Geen schadegeld voor bollenteler
Bollentelers in het teeltgebied rond Lisse en Hillegom krijgen geen extra schadevergoeding ter compensatie van een mislukte bollenoogst na de koude winter van 1997.
De Raad van State stelde woensdag dat de extra infiltratie van 5 miljoen kubieke meter water in de Amsterdamse Waterleidingduinen nauwelijks effect heeft gehad op de grondwaterstand.In het ergste geval kan er een effect zijn geweest van 2 of 3 centimeter, concludeerde de Raad naar aanleiding van een onderzoek. Die paar centimeter kunnen niet de oorzaak zijn geweest van de rottende bollen, aldus de Raad van State.

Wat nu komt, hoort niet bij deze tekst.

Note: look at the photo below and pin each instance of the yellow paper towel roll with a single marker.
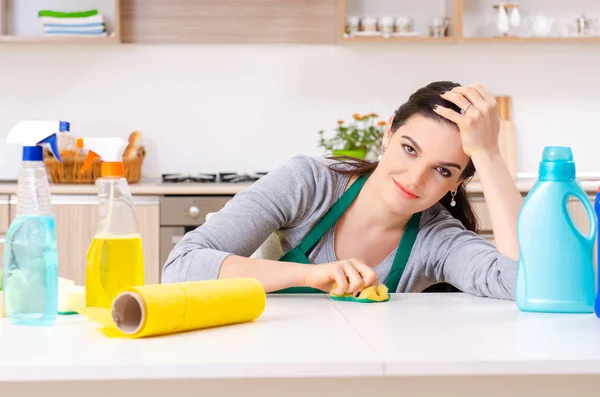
(162, 309)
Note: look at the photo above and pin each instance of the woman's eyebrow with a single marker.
(451, 165)
(418, 149)
(415, 144)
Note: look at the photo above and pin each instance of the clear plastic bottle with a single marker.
(115, 258)
(30, 263)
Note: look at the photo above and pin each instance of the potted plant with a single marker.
(355, 139)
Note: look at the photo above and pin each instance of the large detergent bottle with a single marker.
(115, 259)
(30, 267)
(597, 208)
(556, 269)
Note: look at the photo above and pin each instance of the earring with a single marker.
(453, 202)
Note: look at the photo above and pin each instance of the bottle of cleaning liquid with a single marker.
(597, 208)
(556, 267)
(30, 267)
(114, 259)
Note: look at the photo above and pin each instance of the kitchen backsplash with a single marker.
(250, 108)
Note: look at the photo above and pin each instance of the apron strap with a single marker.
(331, 217)
(403, 253)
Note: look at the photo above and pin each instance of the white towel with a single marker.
(69, 29)
(71, 34)
(72, 21)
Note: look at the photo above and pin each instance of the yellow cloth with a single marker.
(172, 308)
(373, 293)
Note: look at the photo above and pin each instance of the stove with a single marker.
(221, 177)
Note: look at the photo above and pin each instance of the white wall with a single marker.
(244, 108)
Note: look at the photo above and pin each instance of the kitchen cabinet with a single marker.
(230, 21)
(469, 21)
(76, 218)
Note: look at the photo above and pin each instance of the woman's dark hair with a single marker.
(422, 102)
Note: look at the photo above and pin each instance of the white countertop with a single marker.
(153, 186)
(314, 337)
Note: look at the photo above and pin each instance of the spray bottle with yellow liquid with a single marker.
(115, 259)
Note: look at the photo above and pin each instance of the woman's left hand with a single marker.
(479, 124)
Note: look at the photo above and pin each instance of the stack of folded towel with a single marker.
(83, 23)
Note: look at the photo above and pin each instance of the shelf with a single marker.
(591, 39)
(19, 21)
(63, 40)
(447, 40)
(460, 12)
(400, 40)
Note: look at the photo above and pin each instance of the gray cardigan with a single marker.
(287, 203)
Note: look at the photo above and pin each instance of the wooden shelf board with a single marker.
(472, 40)
(512, 39)
(399, 39)
(63, 40)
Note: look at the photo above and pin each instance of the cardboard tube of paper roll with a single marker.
(162, 309)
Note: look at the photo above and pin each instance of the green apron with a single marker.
(299, 254)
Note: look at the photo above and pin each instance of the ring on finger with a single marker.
(463, 111)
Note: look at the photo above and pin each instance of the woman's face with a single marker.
(422, 162)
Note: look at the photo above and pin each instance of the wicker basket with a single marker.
(69, 171)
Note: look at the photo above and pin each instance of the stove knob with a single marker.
(194, 211)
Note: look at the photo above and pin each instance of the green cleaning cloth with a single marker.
(59, 14)
(368, 295)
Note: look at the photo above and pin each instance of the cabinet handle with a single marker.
(194, 211)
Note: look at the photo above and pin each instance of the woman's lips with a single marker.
(405, 192)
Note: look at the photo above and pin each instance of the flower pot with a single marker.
(358, 153)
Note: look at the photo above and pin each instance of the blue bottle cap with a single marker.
(557, 164)
(33, 153)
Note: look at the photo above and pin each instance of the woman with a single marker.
(404, 221)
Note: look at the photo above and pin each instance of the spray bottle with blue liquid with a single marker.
(30, 267)
(597, 208)
(556, 265)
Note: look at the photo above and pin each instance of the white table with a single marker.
(415, 344)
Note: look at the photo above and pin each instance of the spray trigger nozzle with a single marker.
(51, 140)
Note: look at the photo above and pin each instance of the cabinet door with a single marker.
(76, 218)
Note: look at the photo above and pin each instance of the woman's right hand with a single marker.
(351, 275)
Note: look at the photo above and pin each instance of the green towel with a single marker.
(58, 14)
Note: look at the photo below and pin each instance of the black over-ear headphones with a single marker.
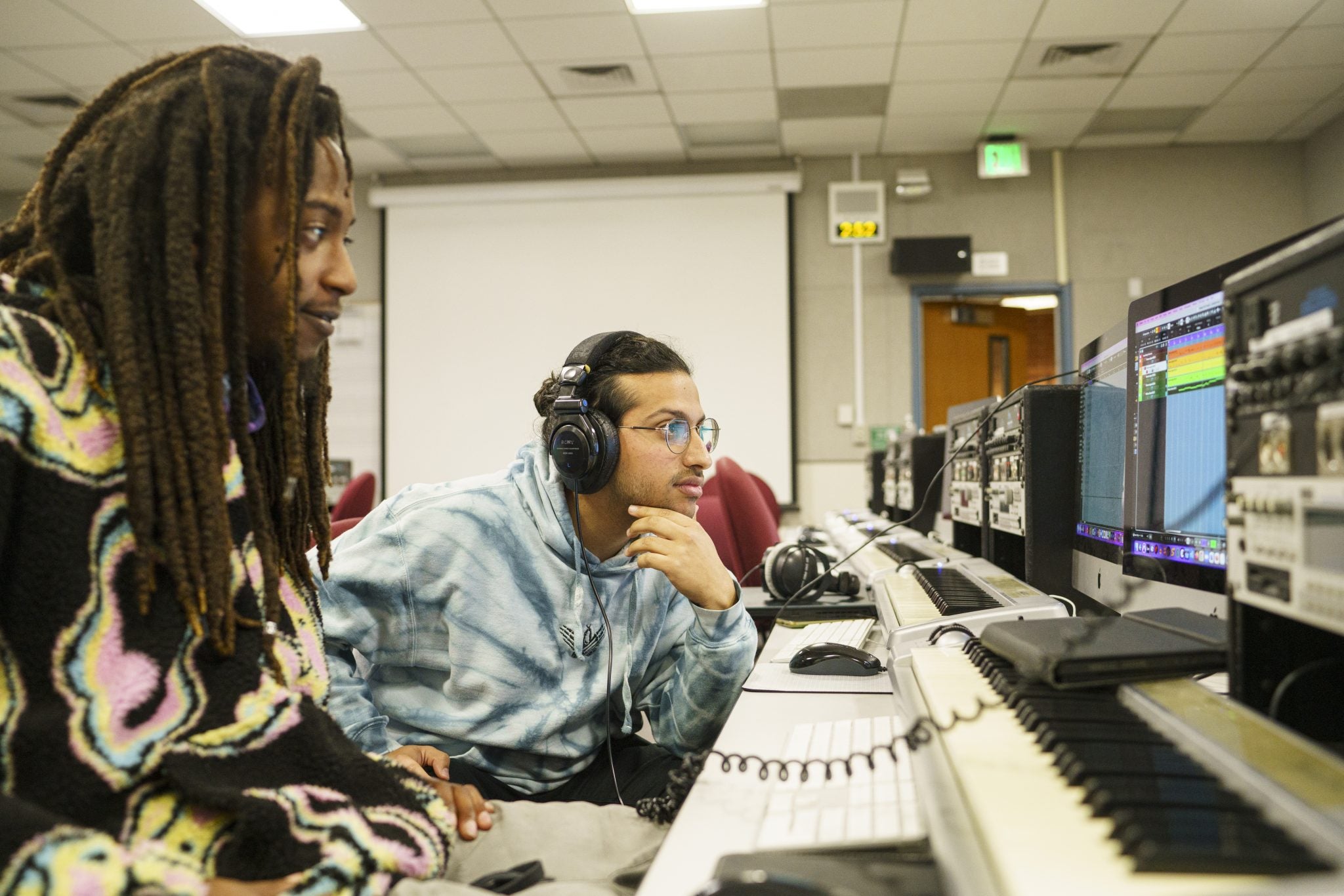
(788, 567)
(585, 443)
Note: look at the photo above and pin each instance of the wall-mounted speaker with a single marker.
(931, 256)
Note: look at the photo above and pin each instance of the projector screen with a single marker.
(488, 287)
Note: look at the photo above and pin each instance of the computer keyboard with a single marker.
(864, 807)
(849, 632)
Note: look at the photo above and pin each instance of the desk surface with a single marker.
(721, 817)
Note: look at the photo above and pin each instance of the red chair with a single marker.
(356, 499)
(711, 515)
(768, 493)
(750, 518)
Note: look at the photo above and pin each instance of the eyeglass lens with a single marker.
(679, 434)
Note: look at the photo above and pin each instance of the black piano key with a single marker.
(1053, 734)
(1085, 760)
(1203, 842)
(1108, 794)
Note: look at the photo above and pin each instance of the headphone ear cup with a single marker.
(608, 453)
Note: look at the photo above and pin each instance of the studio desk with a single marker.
(1150, 789)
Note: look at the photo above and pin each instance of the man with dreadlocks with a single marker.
(169, 287)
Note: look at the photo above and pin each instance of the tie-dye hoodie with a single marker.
(471, 603)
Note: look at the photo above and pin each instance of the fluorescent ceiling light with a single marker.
(1031, 302)
(640, 7)
(274, 18)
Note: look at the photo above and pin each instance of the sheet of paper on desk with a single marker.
(774, 676)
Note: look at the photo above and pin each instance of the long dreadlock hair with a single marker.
(136, 226)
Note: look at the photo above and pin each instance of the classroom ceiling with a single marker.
(436, 85)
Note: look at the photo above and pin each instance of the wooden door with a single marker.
(969, 350)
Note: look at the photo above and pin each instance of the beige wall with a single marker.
(1324, 163)
(1155, 214)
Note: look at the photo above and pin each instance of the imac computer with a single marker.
(1100, 518)
(1177, 464)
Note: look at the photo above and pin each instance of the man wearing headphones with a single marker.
(516, 622)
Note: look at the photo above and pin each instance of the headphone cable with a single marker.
(610, 647)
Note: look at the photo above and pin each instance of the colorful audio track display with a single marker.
(1179, 434)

De uitspraak betekent een fikse domper voor ruim dertig bollentelers. Zij vroegen tevergeefs om een forse schadevergoeding van de provincie Zuid-Holland.
De bollentelers menen dat de grootste schade is ontstaan na een ingreep in de grondwaterstand in de duinen. Die ingreep is een gevolg van een grondwatervergunning die de provincie in 1995 aan het Amsterdamse duinwaterbedrijf verleende. Daardoor ging de grondwaterstand in de duinen omhoog.
De bollentelers zijn ervan overtuigd dat die verhoging van de grondwaterstand funest was voor de bloembollenoogst in 1997, omdat hun landerijen vlak achter de duinen liggen.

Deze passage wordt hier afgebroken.